The first 10 minutes of management for these patients is key so any increases in afterload, preload etc are going to be extremely detrimental.
And let’s not forget that many of our patients with APE have ESRD where no dose of loop diuretic will ever make them diurese. If we aren’t using loop diuretics, what should we be doing?
Non-Invasive Positive Pressure Ventilation (NIPPV)

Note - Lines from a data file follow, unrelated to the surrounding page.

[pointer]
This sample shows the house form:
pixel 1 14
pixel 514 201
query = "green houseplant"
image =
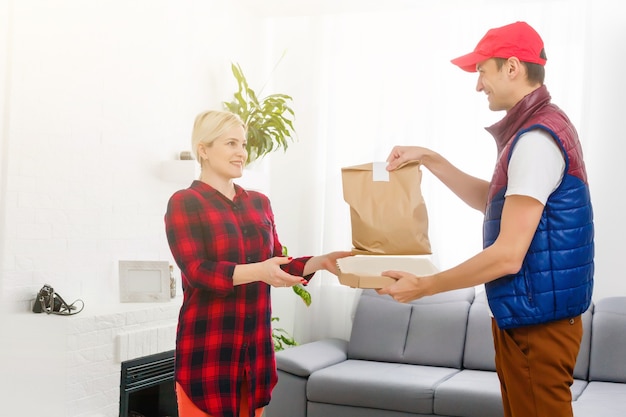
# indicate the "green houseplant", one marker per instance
pixel 270 128
pixel 269 119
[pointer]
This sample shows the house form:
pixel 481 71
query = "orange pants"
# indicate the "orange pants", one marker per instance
pixel 186 408
pixel 535 365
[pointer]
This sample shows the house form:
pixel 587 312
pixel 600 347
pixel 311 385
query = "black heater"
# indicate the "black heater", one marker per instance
pixel 147 387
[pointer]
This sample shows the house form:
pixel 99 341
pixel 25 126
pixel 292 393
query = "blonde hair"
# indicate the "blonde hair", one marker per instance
pixel 210 125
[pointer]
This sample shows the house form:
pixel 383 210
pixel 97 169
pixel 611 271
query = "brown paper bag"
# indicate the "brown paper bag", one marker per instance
pixel 387 217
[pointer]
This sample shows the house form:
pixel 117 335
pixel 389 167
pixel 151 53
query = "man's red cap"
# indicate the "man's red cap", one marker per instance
pixel 517 39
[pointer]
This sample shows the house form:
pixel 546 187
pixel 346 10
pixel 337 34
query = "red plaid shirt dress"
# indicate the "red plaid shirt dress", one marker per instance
pixel 224 331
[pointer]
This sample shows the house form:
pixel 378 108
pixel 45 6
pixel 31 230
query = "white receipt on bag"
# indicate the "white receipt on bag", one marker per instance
pixel 379 171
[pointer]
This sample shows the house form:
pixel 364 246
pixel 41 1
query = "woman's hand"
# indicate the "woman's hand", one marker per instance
pixel 268 271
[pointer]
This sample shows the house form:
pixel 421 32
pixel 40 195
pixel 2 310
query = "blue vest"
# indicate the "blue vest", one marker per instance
pixel 556 278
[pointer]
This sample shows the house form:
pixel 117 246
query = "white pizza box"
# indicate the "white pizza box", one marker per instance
pixel 364 271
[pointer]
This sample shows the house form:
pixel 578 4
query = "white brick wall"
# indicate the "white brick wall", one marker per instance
pixel 80 356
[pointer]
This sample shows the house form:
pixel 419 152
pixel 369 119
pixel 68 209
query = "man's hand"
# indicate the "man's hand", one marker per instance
pixel 408 287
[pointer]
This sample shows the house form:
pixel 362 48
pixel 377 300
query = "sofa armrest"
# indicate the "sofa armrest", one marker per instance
pixel 305 359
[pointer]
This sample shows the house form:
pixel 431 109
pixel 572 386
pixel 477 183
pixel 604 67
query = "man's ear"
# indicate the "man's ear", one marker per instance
pixel 513 67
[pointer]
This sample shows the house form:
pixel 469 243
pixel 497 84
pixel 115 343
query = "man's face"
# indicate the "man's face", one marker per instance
pixel 496 84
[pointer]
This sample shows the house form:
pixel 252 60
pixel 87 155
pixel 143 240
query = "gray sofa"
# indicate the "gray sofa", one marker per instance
pixel 435 356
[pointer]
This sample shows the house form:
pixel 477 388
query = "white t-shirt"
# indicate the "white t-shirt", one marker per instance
pixel 536 166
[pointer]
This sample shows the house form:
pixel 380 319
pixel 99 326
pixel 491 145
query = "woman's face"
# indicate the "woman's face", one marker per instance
pixel 226 156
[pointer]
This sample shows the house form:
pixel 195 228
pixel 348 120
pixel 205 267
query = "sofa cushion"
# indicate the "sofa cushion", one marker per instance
pixel 379 329
pixel 309 357
pixel 479 351
pixel 470 393
pixel 581 371
pixel 601 399
pixel 438 342
pixel 382 385
pixel 608 341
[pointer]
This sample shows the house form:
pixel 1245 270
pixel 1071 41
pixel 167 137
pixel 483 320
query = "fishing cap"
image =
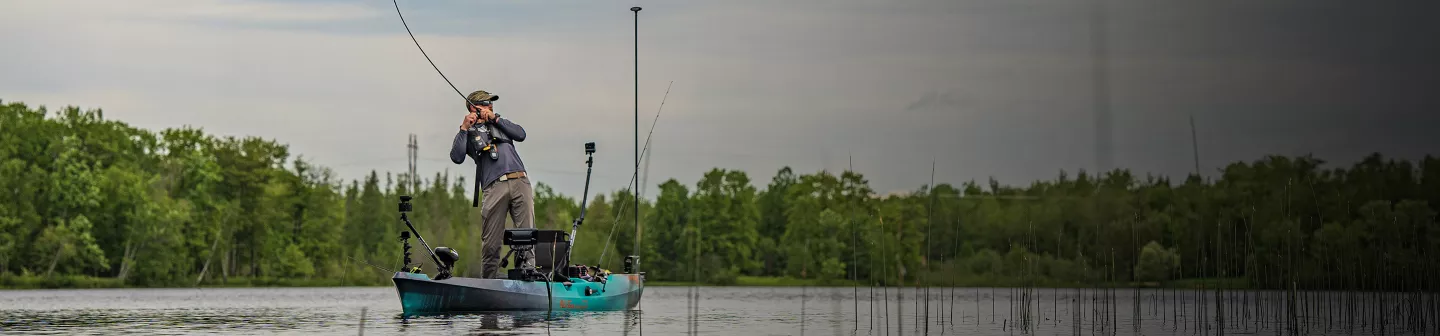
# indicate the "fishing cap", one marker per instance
pixel 481 95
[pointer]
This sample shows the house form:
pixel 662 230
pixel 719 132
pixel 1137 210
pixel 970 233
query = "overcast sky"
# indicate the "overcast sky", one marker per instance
pixel 982 87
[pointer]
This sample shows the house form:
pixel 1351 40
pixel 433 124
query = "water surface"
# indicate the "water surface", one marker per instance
pixel 722 310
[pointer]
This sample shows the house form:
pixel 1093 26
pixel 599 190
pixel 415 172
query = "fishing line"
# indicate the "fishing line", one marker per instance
pixel 642 153
pixel 370 264
pixel 426 55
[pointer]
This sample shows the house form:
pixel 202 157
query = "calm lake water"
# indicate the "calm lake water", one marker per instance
pixel 722 310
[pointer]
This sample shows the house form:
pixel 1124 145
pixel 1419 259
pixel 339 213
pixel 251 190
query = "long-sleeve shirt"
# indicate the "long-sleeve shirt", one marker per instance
pixel 507 160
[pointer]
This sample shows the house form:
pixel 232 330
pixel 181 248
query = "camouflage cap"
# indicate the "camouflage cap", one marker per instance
pixel 481 95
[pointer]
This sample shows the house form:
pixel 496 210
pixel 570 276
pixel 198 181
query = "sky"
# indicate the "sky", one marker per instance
pixel 979 88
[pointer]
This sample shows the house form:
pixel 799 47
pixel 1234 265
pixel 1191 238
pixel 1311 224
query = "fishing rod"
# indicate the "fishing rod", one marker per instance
pixel 468 103
pixel 426 55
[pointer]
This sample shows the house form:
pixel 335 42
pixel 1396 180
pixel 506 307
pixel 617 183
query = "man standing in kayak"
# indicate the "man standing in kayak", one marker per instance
pixel 487 139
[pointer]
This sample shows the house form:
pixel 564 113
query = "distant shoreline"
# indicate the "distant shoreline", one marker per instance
pixel 85 281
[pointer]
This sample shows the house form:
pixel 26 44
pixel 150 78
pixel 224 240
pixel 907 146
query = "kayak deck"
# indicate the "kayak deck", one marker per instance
pixel 421 294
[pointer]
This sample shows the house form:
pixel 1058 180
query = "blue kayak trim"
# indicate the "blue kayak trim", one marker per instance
pixel 421 294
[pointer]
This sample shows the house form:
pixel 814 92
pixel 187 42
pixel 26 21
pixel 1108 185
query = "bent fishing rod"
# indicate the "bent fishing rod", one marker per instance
pixel 475 198
pixel 426 55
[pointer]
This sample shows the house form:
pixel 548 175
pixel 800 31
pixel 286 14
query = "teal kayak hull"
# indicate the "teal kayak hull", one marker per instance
pixel 421 294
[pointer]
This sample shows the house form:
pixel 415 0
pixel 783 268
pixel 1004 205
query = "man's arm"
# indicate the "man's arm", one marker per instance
pixel 510 129
pixel 458 147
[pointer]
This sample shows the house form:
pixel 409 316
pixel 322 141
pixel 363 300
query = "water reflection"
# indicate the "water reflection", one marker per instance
pixel 722 312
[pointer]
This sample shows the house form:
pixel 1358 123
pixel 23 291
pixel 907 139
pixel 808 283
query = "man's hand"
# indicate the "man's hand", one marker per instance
pixel 470 120
pixel 487 114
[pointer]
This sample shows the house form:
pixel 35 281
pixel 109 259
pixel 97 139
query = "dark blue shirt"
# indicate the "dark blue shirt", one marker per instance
pixel 491 169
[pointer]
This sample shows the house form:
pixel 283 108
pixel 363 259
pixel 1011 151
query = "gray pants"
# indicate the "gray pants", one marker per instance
pixel 514 198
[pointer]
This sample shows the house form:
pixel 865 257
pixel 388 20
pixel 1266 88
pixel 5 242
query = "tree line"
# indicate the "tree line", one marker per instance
pixel 81 195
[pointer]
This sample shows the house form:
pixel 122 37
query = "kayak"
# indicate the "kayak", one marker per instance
pixel 421 294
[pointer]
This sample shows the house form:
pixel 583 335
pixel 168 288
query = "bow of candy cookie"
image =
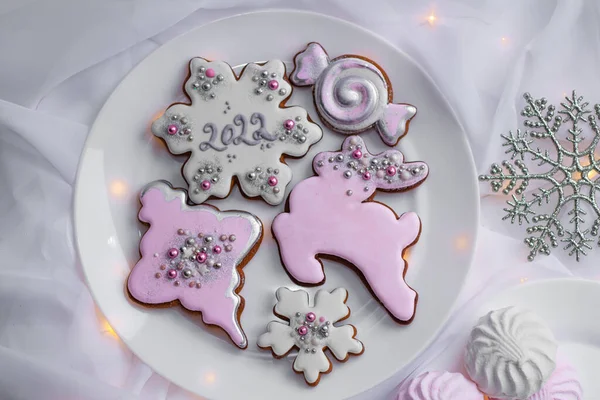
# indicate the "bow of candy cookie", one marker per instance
pixel 311 330
pixel 193 255
pixel 237 127
pixel 328 215
pixel 352 94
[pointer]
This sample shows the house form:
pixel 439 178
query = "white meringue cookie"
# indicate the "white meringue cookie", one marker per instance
pixel 440 386
pixel 562 385
pixel 511 352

NIPPV has multifactorial action in APE. It decreases work of breathing, stents open alveoli during the entire respiratory cycle leading to improved gas exchange and, in the case of bilevel NIPPV, decreases afterload.
A number of papers have shown decreased intubation rates and decreased ICU utilization with the use of NIPPV. The most recent study showed a decreased ICU admission from 92% to 38%.9
The key for NIPPV is to start it immediately on presentation to the ED. Even if it doesn’t stave off intubation, it will likely help with preoxygenation.
There are many studies looking at the use of nitroglycerin10, comparing it to fuorsemide11 and looking at high-dose therapy12.
The bottom line is that nitro is recommended for all patients with APE. It reduces preload and at higher doses (> 100 mcg/min) it decreases afterload leading to increased cardiac output and decreased SVR.8
Overall, ACEI have been less studied in APE. The proposed role here is shutting of the renin-angiotensin-aldosterone system and decreasing the neurohormonal drive.
Hamilton RJ et al. found that patients who received sublingual captopril in addition to standard therapy were more comfortable and had a decrease in respiratory failure (not statistically significant).13
Haude M et al. demonstrated in a small study that sublingual captopril improved cardiac index and stroke volume versus nitroglycerin.14
1. There’s minimal or no role for the administration of loop diuretics early in the management of APE. The majority of patients aren’t volume overloaded.
2. Immediate care should focus on NIPPV and administration of nitroglycerin.
3. In patients with ESRD, dialysis is what’s ultimately going to fix the patient.